RE: Fonts WG Charter feedback

> When I started arguing for a web fonts revival in 2006 [1], EOT was not
> documented. It's fairly rich for Microsoft to critizise other vendors
> for adding support for TT/OT when you kept your own format secret and
> patent-encumbered.
>
> [1] http://news.cnet.com/Microsofts-forgotten-monopoly/2010-1032_3-
> 6085417.html
This so-called secret format was documented and submitted to the W3C well before 3 of those four implementations shipped. The submission has been available here for over a year: http://www.w3.org/Submission/2008/01/

But if we must talk about rich, insisting on calling 'interoperability' a fragmented solution
that makes typography more difficult for all web authors - as if repeating it made it true - is not bad either.

I do not believe, however, that the goal of this WG is to establish who has a monopoly on overheated rhetoric. That would definitely take way too long to settle :)

(Incidentally, interop is not just file formats; Firefox does a same-origin check, Safari does not afaik. Aren't authors' deployment options constrained by Mozilla's choice here ?)

I personally do not criticize what you, Mozilla, Apple or Prince did. From a purely technical
standpoint, I've already stated that's a valid and consistent way to implement it. However, if our primary goal is
the richest possible web typography instead of architectural purity or code cleanliness then this solution is quite limiting for authors who care about typography today; and it is likely to remain so for as long as we stick to the status quo. Being unwilling to address this in a positive and reasonable manner is what I have a problem with. Yes, font vendors are the ones limiting availability. But if browser vendors can agree with them to a simple workaround, one that is standard, open and without any patent issues, why obstruct it ?

Given your background and influence I thought you'd be in an ideal position to drive such a working compromise. That after all these years, you would welcome the efforts of Microsoft - well, at least mine, as limited as they are - and those of font vendors, however late they may be.

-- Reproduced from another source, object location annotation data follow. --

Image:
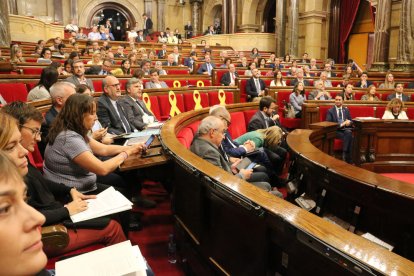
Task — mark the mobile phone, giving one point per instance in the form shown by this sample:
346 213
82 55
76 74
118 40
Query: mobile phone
149 141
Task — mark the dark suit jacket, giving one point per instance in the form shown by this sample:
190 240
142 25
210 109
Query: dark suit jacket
226 78
108 117
133 112
203 68
393 95
258 122
331 116
358 84
295 81
251 87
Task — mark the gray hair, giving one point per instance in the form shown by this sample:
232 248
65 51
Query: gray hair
207 124
131 82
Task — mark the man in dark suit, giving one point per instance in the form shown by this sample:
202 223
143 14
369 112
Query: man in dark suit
399 89
341 115
299 78
255 87
137 113
206 67
364 83
162 54
110 112
229 78
147 24
206 145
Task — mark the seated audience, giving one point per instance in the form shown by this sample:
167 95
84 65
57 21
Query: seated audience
155 80
395 110
255 86
135 110
48 77
370 94
229 78
278 79
319 93
297 98
43 194
364 82
341 115
389 81
399 89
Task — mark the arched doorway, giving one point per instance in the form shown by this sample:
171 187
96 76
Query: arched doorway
269 14
116 13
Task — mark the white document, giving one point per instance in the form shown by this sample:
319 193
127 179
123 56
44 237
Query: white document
115 260
107 202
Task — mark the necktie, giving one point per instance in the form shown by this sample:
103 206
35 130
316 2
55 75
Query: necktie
124 121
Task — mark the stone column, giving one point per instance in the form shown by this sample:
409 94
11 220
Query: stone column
195 11
225 17
58 17
148 7
160 15
293 27
232 16
280 27
74 11
382 36
405 52
12 7
5 38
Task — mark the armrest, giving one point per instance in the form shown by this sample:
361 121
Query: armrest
54 237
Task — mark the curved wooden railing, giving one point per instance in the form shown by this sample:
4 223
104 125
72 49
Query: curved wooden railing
225 225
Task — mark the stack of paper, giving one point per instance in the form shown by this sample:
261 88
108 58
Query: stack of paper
107 202
114 260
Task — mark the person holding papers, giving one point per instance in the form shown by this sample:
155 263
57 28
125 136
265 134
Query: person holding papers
136 111
41 193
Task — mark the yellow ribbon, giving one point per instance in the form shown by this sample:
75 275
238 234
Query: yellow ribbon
222 97
176 84
200 83
173 101
147 101
197 100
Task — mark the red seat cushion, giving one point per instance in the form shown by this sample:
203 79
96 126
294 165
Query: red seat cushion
13 92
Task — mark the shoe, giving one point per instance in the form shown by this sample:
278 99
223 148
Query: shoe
141 201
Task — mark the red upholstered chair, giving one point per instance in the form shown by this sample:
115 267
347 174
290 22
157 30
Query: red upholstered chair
165 106
214 99
32 70
185 136
189 103
238 125
13 92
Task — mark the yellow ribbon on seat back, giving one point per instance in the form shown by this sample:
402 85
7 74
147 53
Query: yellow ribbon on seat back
176 84
197 100
173 101
200 83
222 97
147 101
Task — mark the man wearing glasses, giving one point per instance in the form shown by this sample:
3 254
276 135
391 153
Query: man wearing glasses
110 112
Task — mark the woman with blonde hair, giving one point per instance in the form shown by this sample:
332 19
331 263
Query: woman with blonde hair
394 110
389 81
96 58
370 95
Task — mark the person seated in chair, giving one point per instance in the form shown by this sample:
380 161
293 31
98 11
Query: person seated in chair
43 194
341 115
206 144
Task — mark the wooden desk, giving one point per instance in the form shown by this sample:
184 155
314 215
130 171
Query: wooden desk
384 145
138 162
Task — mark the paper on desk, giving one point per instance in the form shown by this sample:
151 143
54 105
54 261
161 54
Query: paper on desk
107 202
114 260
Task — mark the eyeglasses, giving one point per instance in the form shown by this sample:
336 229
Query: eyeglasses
114 85
36 132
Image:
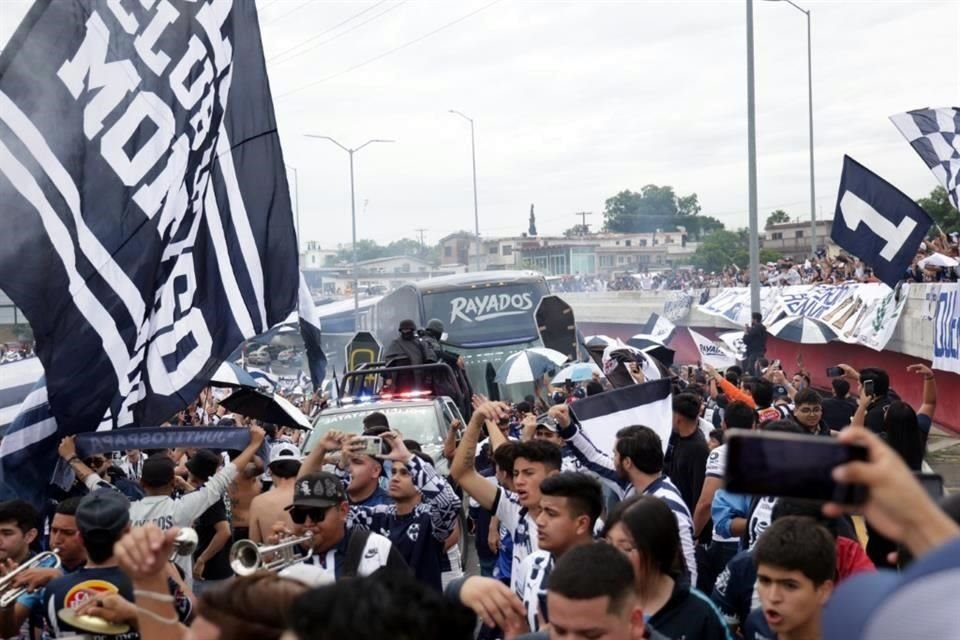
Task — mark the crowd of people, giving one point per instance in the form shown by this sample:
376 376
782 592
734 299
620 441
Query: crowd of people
354 542
820 269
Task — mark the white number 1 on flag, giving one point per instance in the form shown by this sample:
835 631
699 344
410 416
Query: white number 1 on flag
856 211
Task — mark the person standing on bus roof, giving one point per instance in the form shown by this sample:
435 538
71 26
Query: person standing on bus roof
407 350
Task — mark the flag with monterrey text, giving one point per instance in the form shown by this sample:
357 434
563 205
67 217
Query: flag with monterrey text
141 168
603 414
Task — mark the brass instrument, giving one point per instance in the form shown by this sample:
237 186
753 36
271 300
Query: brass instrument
10 592
247 557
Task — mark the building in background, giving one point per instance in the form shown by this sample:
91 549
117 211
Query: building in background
792 239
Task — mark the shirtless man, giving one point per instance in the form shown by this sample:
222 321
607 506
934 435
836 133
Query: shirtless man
243 490
267 509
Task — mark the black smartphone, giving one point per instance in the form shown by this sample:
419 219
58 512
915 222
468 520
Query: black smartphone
932 483
790 465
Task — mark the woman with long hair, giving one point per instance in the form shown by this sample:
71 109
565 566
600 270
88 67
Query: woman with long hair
645 530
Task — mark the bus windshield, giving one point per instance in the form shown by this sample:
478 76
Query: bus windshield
418 422
486 316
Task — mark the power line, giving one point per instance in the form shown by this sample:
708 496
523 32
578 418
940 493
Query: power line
333 28
389 51
284 15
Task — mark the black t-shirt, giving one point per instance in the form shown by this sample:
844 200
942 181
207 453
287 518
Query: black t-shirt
686 465
218 567
71 591
838 412
876 412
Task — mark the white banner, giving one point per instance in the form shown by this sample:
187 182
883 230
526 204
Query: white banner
712 354
859 313
734 304
946 329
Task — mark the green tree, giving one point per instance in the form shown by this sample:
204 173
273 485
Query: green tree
577 230
938 205
777 217
656 207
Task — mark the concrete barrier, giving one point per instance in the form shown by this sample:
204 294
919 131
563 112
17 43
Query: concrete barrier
622 313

Instead, most of what I see here is stalling through re-hashing of historical grievances, requests to wait for 5 years (for what ? I'm not sure) and other dubious arguments (standardization is too slow ! skip it !). I'm sorry if you think Microsoft's sins somehow entitle you to dismiss and obstruct anything we and font vendors propose to increase author choice and interoperability. That's too bad.